Rose led the effort to secure $26 million from the state last year to help construct the IBRL, which is critical infrastructure in Illinois’ bid to become the world leader in this field. The IBRL will complement the production and transportation capacity of Decatur and the surrounding area’s corn and soybean production, and work with the industrial biotechnology sector to accelerate growth of this rapidly emerging biotechnology sector.
Rose points to a number or reasons why Central Illinois can be on the cutting edge of the bioprocessing industry:
· Decatur is host to the production capacity of ADM, and Tate & Lyle, and their own top-flight research laboratories;
· The region is surrounded by corn and beans – the two crops necessary to fuel this conversion from petroleum-based chemicals to renewable, environmentally-friendly biochemical products;
· Decatur has the shipping capacity of the Midwest Inland Port – with 100 million customers within 10 hours truck traffic of Decatur;
· The State of Illinois’ strategic investment in the IBRL to bring the world-class brainpower of the University of Illinois to industry to serve as a catalyst to research and production allowing us to get in on “the ground floor” of this new industry.
In Springfield, Sen. Rose and State Sen. Andy Manar (D-Bunker Hill) introduced legislation this year designed to grow Illinois’ bio-based economy. Senate Bill 1656 provides incentives to Illinois businesses to produce and sell new renewable products made from biomass and other renewable sources by providing a state tax credit to Illinois companies that produce and sell new manufactured products made from manufactured bio-based molecules of biomass feedstocks. These products represent the next generation of advanced biofuels and include renewable chemicals and food additives.
The legislation builds upon Illinois’ strong agricultural base and seeks to provide new products and markets derived from grain commodities and their by-products. Universities and private companies are investing in a race with other states in research and development to introduce these products to the marketplace.

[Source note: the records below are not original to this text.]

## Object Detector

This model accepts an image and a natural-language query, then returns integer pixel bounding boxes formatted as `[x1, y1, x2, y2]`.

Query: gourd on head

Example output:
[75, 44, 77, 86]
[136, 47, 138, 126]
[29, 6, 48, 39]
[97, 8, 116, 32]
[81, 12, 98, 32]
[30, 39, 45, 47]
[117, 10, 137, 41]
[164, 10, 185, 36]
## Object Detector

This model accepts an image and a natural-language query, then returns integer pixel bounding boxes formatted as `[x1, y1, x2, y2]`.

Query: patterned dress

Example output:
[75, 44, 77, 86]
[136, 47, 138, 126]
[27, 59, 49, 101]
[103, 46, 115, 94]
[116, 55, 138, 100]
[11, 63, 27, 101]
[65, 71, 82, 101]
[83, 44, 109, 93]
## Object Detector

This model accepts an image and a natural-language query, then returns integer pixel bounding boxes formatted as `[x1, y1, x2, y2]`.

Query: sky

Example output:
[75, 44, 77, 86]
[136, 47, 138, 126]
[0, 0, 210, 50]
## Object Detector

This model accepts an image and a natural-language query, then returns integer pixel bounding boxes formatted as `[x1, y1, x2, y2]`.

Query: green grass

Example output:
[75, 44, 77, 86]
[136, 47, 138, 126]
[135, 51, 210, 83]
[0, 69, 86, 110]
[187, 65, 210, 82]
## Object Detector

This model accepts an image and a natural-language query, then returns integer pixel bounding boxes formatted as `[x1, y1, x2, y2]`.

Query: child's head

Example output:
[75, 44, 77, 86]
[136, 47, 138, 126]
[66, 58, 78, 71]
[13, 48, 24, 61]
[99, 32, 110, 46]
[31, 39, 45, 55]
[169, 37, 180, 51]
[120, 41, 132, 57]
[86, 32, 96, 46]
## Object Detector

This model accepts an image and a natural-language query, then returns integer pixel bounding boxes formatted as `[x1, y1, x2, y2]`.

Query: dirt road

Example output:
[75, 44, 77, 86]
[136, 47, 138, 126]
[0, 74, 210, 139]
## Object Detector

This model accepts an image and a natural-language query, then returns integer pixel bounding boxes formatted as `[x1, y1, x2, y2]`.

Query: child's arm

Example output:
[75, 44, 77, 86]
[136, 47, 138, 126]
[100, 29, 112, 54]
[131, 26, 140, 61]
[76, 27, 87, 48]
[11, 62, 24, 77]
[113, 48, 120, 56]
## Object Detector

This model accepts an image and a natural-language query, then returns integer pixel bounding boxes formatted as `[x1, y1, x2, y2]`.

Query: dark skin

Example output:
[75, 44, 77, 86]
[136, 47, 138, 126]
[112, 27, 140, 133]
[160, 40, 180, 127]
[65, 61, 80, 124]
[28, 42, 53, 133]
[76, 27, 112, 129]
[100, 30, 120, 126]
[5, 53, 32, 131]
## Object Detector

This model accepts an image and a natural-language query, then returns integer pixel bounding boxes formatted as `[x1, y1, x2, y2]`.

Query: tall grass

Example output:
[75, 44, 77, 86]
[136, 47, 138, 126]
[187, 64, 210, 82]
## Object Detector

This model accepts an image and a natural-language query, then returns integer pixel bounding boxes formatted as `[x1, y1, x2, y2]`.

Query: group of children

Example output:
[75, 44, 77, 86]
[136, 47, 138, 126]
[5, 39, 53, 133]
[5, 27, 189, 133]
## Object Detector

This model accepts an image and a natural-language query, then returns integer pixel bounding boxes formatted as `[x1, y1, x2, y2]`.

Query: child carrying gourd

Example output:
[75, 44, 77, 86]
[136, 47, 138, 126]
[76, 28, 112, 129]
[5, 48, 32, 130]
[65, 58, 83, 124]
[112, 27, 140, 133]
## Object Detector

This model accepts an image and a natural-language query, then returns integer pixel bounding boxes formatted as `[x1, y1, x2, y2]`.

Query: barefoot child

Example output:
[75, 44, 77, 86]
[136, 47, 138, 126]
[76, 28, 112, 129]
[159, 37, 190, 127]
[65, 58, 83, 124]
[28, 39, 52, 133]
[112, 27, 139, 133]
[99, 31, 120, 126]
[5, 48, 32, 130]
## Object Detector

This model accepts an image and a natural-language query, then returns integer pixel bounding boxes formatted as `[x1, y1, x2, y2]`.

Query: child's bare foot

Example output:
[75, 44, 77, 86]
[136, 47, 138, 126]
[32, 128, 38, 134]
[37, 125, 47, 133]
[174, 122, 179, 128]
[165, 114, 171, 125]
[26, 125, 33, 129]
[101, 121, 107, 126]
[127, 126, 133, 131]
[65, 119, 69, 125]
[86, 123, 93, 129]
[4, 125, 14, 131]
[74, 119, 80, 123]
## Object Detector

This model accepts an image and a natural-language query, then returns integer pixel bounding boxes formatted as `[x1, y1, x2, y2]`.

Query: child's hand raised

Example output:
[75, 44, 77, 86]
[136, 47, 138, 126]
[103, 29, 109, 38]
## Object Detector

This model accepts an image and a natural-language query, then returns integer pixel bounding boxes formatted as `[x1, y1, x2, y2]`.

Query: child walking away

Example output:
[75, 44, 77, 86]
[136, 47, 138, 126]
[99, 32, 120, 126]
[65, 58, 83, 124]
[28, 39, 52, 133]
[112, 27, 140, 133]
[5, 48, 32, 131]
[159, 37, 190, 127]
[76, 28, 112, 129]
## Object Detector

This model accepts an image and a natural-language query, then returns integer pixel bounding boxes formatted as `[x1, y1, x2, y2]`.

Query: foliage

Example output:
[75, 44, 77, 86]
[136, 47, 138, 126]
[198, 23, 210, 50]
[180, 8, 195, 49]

Industrial Biotechnology is enabling the production of a new generation of renewable chemicals, biobased materials and bioplastics produced from biomass. These can serve as a replacement or supplement to traditional fossil fuel-based chemicals and products. The emergence of this technology represents a historic opportunity to reverse job losses in the chemicals and plastics sectors, increase energy security, replace fossil fuel-derived chemicals, reduce greenhouse gas emissions, maintain U.S leadership in clean energy and chemistry, and build domestic renewable chemicals and biobased production facilities.